Bernard Osher started the Bernard Osher Foundation in 1977 to improve the quality of life through support for higher education and the arts. A graduate of Bowdoin College, Osher pursued a successful business career with his family’s hardware store in Maine, Oppenheimer & Company, World Savings, and Butterfield & Butterfield, a fine art auction house in California.

Through the Osher Foundation, he has established postsecondary scholarships at more than 250 institutions across the country, a national network of 123 Osher Lifelong Learning Institutes and seven Osher Centers for Integrative Medicine in the U.S. and Sweden.

He is vice chair of the American Himalayan Foundation, in addition to being affiliated with a number of other philanthropic and nonprofit boards. Osher has been named a Knight of the Polar Star by the King of Sweden, Commendatore by the Italian Republic and a fellow of the American Academy of Arts and Sciences.

Shirley Welsh Ryan
Shirley Welsh Ryan

Shirley Welsh Ryan is nationally recognized for her work supporting early detection and intervention for infants’ motor, sensory and communication development to optimize their physical development.
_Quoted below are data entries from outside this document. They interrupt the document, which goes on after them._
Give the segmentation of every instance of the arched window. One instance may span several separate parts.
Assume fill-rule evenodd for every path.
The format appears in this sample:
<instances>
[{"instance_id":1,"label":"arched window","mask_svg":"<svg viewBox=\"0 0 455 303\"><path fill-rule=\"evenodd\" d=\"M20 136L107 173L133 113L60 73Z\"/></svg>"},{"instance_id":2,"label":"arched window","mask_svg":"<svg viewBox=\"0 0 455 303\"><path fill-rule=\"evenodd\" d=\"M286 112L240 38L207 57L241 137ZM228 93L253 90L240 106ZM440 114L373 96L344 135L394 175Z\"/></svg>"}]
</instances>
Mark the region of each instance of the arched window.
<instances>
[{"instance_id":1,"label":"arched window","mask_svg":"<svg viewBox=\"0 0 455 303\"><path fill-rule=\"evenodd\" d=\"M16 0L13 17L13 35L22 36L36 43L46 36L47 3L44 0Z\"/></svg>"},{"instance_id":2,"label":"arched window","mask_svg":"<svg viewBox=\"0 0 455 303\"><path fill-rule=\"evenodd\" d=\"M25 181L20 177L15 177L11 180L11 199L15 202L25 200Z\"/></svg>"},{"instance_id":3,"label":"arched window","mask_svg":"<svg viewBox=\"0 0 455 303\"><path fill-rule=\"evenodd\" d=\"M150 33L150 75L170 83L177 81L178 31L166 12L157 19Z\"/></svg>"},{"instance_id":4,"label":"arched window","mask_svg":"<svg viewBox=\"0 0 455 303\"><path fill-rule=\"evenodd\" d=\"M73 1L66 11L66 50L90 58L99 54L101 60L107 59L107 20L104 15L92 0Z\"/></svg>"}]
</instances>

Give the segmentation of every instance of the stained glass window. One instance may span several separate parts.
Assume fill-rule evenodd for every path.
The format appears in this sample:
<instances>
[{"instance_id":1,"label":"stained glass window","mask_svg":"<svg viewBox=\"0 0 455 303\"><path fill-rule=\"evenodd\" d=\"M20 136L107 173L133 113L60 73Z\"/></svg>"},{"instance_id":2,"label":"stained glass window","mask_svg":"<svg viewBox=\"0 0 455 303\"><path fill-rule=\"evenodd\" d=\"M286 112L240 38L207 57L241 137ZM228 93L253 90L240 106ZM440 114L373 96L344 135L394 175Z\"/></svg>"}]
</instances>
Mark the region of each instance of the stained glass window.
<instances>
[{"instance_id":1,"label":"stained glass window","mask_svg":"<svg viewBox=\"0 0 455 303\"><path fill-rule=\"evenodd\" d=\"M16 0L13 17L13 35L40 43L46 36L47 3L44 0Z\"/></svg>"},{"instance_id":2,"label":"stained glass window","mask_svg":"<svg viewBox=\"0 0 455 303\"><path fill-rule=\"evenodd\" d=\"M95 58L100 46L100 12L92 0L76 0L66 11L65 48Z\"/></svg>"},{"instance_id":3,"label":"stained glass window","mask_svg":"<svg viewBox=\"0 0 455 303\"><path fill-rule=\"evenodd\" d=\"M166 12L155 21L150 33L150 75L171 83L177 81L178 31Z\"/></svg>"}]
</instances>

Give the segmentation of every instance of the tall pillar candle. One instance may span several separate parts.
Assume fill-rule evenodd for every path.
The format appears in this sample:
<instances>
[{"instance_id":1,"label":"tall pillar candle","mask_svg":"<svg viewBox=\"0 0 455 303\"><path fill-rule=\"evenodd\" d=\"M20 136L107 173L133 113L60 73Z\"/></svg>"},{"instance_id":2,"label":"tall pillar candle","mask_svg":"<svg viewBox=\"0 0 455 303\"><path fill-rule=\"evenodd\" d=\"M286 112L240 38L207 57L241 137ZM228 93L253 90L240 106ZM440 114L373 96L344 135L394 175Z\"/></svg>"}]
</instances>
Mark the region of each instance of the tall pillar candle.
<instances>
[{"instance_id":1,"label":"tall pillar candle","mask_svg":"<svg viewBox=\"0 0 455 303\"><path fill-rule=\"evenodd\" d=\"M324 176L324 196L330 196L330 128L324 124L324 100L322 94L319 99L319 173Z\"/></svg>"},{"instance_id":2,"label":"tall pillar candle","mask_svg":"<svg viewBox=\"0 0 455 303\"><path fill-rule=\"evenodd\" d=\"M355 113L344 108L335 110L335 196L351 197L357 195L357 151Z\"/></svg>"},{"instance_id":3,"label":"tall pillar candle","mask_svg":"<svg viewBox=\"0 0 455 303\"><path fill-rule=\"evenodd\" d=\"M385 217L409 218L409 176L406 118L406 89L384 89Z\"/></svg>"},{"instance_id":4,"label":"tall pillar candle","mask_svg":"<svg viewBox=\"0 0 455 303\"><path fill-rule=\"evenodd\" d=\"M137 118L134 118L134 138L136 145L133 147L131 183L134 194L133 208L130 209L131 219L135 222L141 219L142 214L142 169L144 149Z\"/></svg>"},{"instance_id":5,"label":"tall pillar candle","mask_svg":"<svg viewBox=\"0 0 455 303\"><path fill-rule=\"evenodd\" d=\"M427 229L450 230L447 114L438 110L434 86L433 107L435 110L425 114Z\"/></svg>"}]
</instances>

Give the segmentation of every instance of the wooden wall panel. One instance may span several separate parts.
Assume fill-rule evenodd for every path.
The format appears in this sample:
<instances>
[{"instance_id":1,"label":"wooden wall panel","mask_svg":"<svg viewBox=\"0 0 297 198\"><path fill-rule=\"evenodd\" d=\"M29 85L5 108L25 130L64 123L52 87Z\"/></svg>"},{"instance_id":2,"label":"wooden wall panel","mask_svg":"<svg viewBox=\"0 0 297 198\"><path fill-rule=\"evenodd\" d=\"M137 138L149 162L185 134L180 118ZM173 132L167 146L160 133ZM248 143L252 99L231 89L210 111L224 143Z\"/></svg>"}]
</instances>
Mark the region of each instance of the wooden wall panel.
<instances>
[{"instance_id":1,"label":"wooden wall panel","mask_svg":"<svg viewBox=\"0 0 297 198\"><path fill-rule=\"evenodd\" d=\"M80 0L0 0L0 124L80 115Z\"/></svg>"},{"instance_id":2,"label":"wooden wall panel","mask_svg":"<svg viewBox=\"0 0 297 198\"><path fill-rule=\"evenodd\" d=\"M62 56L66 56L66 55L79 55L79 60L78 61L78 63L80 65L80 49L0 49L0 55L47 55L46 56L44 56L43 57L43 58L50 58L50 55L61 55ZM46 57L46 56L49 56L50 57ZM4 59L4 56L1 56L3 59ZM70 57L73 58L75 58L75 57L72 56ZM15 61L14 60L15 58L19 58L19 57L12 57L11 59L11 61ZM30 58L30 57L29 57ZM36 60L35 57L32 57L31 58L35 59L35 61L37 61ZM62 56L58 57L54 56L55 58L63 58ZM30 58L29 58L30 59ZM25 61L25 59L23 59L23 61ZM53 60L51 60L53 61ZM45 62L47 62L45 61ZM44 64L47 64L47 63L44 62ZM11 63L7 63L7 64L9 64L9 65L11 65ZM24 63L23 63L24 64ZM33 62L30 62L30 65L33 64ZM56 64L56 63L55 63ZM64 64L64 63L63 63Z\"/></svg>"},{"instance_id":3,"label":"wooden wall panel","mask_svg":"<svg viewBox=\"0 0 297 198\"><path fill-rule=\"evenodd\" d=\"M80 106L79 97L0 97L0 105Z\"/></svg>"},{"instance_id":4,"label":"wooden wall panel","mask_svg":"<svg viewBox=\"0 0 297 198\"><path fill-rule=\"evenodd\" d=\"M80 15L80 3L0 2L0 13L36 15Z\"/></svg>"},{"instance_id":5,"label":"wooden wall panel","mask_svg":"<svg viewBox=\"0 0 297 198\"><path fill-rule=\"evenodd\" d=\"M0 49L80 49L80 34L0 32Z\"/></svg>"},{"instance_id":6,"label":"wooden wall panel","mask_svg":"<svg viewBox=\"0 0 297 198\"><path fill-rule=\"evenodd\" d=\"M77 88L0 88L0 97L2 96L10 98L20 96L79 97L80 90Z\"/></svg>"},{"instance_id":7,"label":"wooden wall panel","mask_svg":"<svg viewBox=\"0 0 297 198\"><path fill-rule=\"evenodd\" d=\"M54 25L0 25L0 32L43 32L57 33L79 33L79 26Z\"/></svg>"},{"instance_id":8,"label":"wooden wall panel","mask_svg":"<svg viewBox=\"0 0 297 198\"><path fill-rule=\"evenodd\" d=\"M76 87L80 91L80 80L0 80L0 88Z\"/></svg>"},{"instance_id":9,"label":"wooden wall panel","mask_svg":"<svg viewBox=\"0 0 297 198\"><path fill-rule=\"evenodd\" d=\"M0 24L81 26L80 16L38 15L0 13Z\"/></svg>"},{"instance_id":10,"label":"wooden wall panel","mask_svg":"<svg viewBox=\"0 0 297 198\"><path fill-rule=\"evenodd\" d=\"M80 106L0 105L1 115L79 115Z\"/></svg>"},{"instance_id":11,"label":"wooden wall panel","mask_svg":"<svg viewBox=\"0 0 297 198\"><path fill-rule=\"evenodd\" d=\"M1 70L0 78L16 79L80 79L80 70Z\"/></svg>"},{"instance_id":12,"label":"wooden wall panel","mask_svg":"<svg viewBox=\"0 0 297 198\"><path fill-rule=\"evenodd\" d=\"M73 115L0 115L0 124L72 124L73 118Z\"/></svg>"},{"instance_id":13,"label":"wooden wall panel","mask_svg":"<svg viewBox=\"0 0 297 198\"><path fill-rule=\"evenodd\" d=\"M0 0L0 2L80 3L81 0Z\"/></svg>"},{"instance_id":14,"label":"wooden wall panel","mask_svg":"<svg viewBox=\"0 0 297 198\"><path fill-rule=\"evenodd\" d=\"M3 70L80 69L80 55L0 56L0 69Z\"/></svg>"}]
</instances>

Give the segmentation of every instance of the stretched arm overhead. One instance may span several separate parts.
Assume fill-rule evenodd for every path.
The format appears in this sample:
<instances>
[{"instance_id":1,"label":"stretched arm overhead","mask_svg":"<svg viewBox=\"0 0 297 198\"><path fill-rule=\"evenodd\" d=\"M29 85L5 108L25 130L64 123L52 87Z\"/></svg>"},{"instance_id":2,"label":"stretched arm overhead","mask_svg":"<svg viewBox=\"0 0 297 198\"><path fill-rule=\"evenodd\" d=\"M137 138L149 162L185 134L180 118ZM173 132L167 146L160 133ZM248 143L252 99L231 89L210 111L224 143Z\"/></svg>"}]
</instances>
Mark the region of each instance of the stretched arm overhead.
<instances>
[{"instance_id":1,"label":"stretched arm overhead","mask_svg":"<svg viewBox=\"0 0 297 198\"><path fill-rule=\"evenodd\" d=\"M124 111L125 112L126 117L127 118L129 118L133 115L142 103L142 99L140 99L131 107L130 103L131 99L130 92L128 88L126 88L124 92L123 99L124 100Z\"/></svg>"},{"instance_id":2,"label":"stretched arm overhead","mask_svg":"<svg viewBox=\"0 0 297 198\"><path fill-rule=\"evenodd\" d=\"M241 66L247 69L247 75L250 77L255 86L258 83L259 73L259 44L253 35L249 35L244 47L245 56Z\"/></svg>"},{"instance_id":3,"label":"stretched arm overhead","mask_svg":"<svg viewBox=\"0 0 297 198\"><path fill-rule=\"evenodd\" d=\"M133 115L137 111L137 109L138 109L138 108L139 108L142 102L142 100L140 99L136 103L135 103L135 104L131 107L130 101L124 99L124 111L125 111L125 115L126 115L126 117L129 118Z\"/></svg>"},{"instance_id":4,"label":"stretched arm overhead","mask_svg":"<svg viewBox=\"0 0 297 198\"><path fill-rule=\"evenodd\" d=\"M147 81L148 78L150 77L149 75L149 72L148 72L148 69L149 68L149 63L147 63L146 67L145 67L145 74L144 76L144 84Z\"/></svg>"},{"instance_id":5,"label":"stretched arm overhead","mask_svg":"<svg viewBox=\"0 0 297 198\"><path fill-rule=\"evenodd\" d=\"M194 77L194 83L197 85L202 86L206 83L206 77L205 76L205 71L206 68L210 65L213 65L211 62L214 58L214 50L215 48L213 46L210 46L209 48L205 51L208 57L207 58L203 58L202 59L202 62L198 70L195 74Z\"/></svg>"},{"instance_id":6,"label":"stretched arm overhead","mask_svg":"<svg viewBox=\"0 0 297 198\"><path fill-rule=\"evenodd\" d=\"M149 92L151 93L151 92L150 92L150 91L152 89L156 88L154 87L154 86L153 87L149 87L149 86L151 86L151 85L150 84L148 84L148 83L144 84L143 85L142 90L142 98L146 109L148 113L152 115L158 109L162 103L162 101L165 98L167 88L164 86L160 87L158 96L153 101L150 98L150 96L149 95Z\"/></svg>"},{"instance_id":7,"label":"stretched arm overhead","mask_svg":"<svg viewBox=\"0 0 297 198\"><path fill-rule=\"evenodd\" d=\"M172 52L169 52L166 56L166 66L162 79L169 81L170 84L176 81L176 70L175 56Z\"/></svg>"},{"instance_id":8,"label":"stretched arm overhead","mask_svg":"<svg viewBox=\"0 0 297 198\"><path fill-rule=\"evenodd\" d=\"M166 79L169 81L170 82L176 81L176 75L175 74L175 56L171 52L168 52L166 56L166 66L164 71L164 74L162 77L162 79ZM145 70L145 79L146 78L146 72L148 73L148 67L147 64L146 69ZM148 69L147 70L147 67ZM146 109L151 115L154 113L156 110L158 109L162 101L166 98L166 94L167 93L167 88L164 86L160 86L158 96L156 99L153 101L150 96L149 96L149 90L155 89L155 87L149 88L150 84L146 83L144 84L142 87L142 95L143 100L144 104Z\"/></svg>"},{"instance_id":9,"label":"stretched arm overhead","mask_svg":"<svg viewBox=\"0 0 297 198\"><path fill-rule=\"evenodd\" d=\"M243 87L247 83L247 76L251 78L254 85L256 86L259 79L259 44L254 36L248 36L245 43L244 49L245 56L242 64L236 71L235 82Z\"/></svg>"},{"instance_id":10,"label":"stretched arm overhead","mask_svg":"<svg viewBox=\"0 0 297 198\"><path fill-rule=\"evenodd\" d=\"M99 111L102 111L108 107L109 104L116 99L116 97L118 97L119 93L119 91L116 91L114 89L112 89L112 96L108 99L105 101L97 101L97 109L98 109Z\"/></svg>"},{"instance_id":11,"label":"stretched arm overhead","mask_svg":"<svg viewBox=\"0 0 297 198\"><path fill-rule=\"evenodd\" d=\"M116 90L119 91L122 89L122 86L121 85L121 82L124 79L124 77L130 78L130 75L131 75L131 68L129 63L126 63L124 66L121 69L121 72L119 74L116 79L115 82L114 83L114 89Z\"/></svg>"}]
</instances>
A University of Notre Dame trustee, she was appointed by two U.S. presidents to the National Council on Disability. Since 1985, as chair and cofounder with her husband, Patrick G. Ryan, she has led Pathways.org’s clinic, the first pediatric multidisciplinary facility on Chicago’s Northshore. 

In 1990, the Pathways.org Medical Round Table created the first Infant Milestone Chart of typical and atypical development endorsed by the American Academy of Pediatricians. The chart and Pathways.org’s video-based, game-based website are used today by 300 institutions of higher learning and millions of parents. Pathways.org is now part of the Shirley Ryan AbilityLab, ranked the top U.S. rehabilitation hospital for the past 28 years.

In 1976, she founded Northwestern’s graduate-level Learning for Life lecture series, which continues today. She holds Northwestern’s highest alumni honor, the Alumni Medal. 

Andrew Youn
Andrew Youn

Andrew Youn is co-founder and executive director of the One Acre Fund, which provides smallholder African farmers with financing and agricultural training to increase yields and reduce hunger. A graduate of Yale University and a former management consultant at Oliver Wyman, Youn received his MBA from Northwestern’s Kellogg School of Management. 

After visiting Kenya as an MBA student in 2005, he and John Gachunga cofounded the One Acre Fund the following year, initially serving 38 Kenyan farm families. The organization has since expanded to Rwanda, Burundi, Tanzania, Uganda and Malawi, and its full-time staff of 7,000 now serves more than 750,000 families per year.

Youn is the recipient of an Echoing Green Fellowship, a two-year stipend that allowed him to pursue the One Acre Fund full-time, and also the cofounder of D-Prize, an organization that funds early-stage startups to distribute proven life-enhancing technologies. He currently lives in Rwanda.